Andrew Verb, president of Bar Code Graphics, a company that specializes in bar code artwork, was one of the ACP conference attendees who left the event believing the Jan. 1 sunrise was in jeopardy. "They read a statement indicating that the survey from retailers was indicating it is very unrealistic that a mass populous of grocery store retailers will be ready by the Jan. 1 sunrise date," Verb said. "They indicated GS1 would be announcing something shortly."
Given that the Jan. 1 is merely a target, there's no specific need for GS1 to officially change anything. It will be a goal for all and those that make it will make it. Those that deploy six months later will, well, deploy six months later.
Verb said some of the biggest grocery chains, including Wal-Mart, Winn-Dixie, Krogers and Canada’s Loblaw, are ready for DataBar. However, many smaller chains have yet to install and test the technology needed to process the new labels, he noted.
Although most modern POS scanners are capable of reading DataBar, obtaining, installing and testing the software needed to process and take advantage of the extra information is proving to be a bigger challenge for many retailers than was originally pitched.
"I've heard a lot of different stories," Verb said. "It's not a simple software patch. This barcode carries a lot more data than is typically passed through the systems."
But there are those who doubt GS1 US will buckle under pressure to relax the sunrise date. One of the folks in that camp is John Baily, executive director of Top 10 Produce, a California company that helps small farms attain DataBar labels for their produce.
"They're not going to move that date" said Baily, who said he is "obsessed" with the improvements made possible with the DataBar. "That sunrise date is that sunrise date. Whether retailers are up to speed or not is another story."

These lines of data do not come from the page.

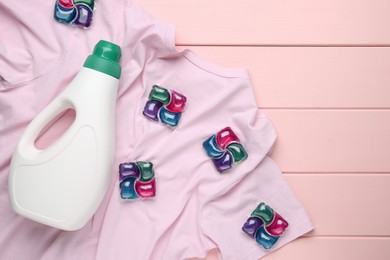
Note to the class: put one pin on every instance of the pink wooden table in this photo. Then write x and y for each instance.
(321, 71)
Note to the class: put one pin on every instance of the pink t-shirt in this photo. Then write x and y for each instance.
(196, 208)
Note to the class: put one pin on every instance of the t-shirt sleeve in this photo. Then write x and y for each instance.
(30, 43)
(146, 35)
(226, 213)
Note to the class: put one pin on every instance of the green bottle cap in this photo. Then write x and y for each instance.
(105, 58)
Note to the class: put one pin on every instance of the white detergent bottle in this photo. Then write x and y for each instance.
(63, 185)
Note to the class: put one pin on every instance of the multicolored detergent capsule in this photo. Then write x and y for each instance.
(65, 13)
(212, 148)
(177, 103)
(146, 189)
(165, 106)
(137, 180)
(278, 225)
(129, 169)
(84, 15)
(152, 108)
(223, 163)
(225, 137)
(252, 225)
(265, 225)
(225, 149)
(168, 117)
(264, 212)
(78, 12)
(265, 239)
(127, 187)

Baily said adoption of the new labels would help the agriculture industry comply with the proposed Food Safety Enhancement Act of 2009 which, in part, calls for better food source traceability. "President Obama is making this (loose produce traceability) an agenda item," Baily said. "There is no way this (sunrise) is going to get pushed back. The only way you can label loose produce is with the DataBar."

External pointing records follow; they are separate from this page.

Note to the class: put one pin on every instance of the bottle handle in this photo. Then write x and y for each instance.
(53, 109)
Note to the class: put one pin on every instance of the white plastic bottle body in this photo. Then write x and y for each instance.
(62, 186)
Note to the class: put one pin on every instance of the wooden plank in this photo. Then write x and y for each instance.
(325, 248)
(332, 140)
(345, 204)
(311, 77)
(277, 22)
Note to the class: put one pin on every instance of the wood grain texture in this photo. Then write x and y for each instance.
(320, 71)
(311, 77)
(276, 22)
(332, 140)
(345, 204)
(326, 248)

Additionally, Baily argued that grocery retailers who procrastinate when it comes to DataBar adoption will be placing themselves at a competitive disadvantage. "In order to compete, they're going to have to jump on the bandwagon," he said. "There are way too many benefits to the retailer that does have the GS1 DataBar scanners if the labels are on the produce. There are benefits for category management, shrink-reduction, self-checkout efficiencies, auto-reordering and they can see which products are selling faster. So if their competition is benefiting and they are not, eventually they're going to have to do it. The question is whether they will jump on-board from Day One."

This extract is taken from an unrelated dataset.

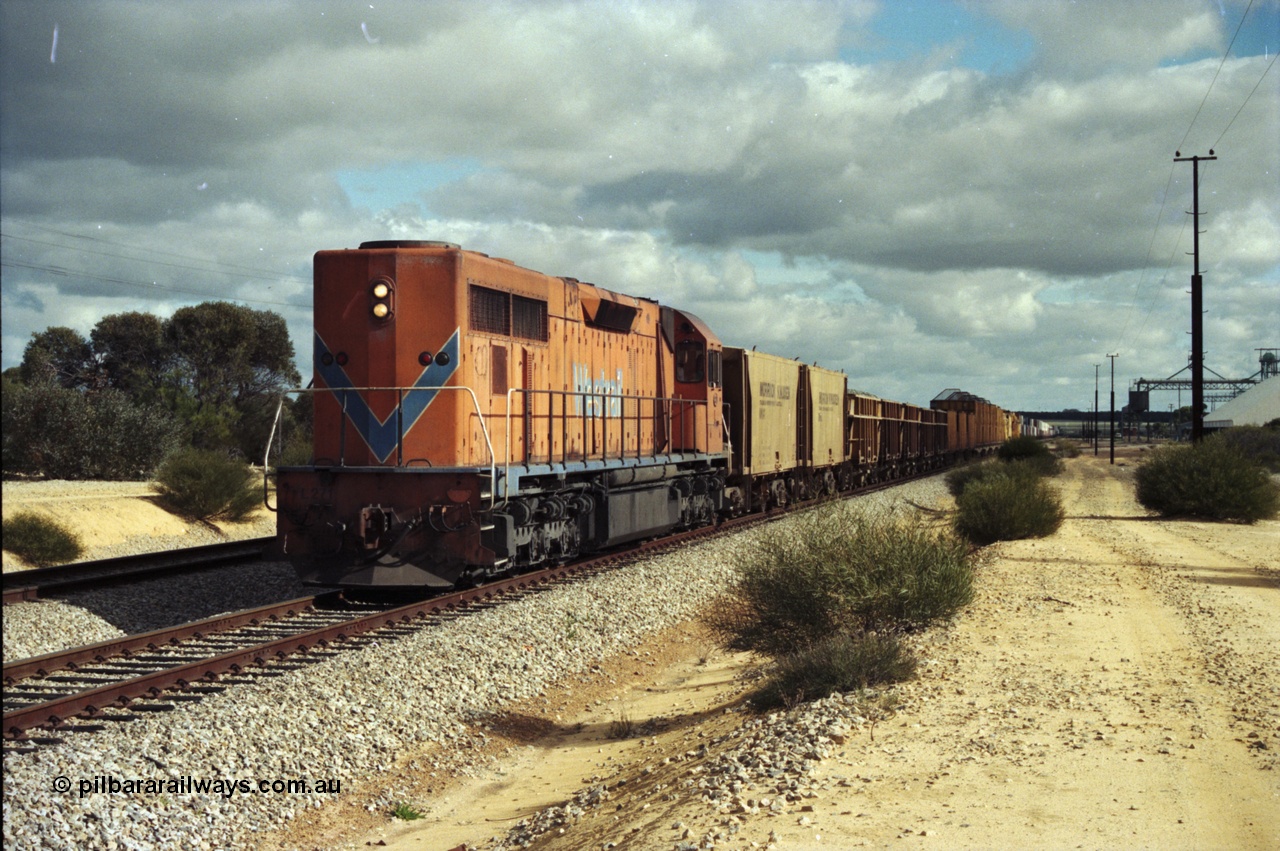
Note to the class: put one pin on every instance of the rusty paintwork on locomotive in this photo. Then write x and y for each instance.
(438, 371)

To a large extent, retailer adherence to the Jan. 1 recommended adoption date will be driven by the actions of suppliers. Many coupons now have both the venerable 35-year-old UPC and its newfangled replacement. When those long-in-the-tooth UPCs disappear, cashiers at stores that are not DataBar-ready will be forced to enter coupon information manually. And when those extra minutes start eating into the number of transactions each cashier can process in an hour, someone in corporate is likely to start taking notice.